Table 4 shows the 3D orbital bone defect reconstruction material, where polyether ether ketone (PEEK) was used in only one case (14.3%) while polymethyl methacrylate (PMMA) was used in 5 cases (71.4%) and one case  poly-cule was used. Table 5 shows the quality of life, social interaction, and emotional well-being of the study patients. Regarding quality of life, six patients had good outcomes and one had poor outcomes. Similarly, regarding social interaction, all patients had good outcomes, six patients had good emotional well-being, and one patient had poor emotional well-being. Table 6 shows the follow-up complaints of patients who underwent orbital reconstruction surgery using 3D printing technology. Pain was reported in 42.9% of patients, all of whom (7 patients) still suffered from aesthetic deformity, and 23.6% reported infection. 

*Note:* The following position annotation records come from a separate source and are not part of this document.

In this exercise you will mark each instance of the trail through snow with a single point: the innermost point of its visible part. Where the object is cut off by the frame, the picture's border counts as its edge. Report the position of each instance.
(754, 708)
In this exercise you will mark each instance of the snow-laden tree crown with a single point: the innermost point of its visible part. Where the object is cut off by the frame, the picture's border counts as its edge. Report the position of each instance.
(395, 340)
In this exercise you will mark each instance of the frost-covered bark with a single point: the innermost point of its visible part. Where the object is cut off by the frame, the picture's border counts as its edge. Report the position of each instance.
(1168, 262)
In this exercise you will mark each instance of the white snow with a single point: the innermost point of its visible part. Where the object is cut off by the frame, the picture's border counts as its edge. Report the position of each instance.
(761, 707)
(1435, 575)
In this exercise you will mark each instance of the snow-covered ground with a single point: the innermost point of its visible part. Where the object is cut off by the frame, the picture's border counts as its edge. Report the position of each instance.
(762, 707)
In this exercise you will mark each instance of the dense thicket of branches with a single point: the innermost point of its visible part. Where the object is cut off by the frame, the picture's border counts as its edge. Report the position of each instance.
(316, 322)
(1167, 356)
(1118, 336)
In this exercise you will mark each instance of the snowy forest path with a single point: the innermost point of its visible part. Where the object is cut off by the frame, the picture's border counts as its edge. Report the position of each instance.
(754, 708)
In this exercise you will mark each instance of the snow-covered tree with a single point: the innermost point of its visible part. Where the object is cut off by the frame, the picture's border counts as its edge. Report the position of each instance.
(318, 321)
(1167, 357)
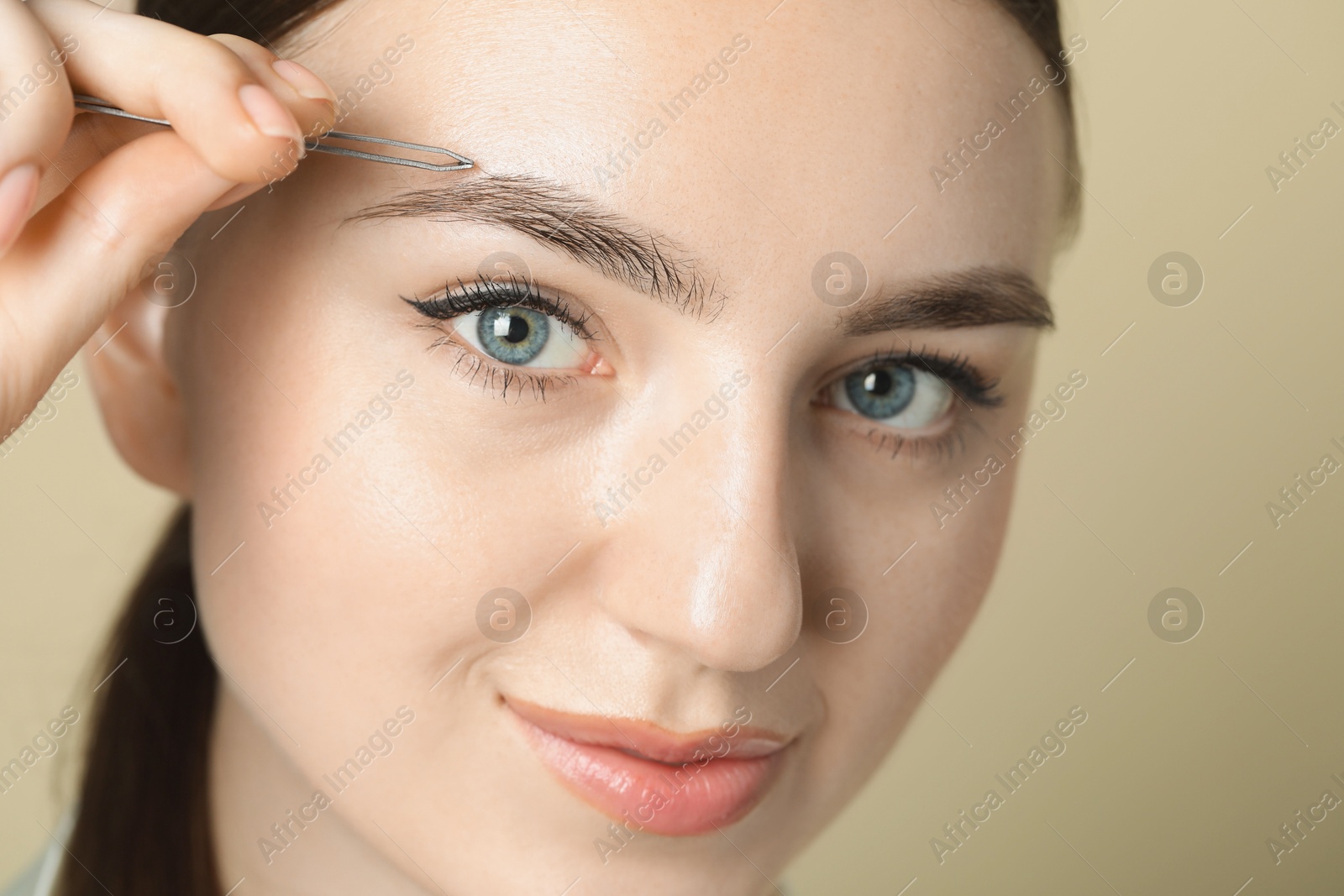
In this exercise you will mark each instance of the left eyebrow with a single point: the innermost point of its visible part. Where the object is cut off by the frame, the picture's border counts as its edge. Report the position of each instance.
(972, 297)
(557, 215)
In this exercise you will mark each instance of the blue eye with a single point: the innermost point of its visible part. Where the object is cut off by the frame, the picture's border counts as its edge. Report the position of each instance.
(894, 394)
(522, 338)
(512, 335)
(882, 391)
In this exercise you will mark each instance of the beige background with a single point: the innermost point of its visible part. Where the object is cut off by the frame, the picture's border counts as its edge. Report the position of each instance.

Table 7 shows the fracture locations of patients who underwent orbital reconstruction using 3D printing technology. Fractures occurred in the mandible (14.3%), the maxilla (28.6%), the nose (14.3%), the zygomatic bone (57.1%), the orbit (100%), and the frontal bone (28.6%). 

Table 8 shows the types of fractures in patients who underwent orbital reconstruction using 3D printing technology. Comminuted fractures were found in all seven patients, maxillary sinus fractures in one case, and no simple fractures, compound fractures, or complex fractures were recorded. Table 9 shows the orientation of jaw and facial fractures in patients who underwent maxillofacial reconstruction using 3D printing technology. Unilateral fracture orientation was found in 71.4% of patients, segmental fracture orientation in 28.6%, and partial fracture orientation in 14.3% of cases.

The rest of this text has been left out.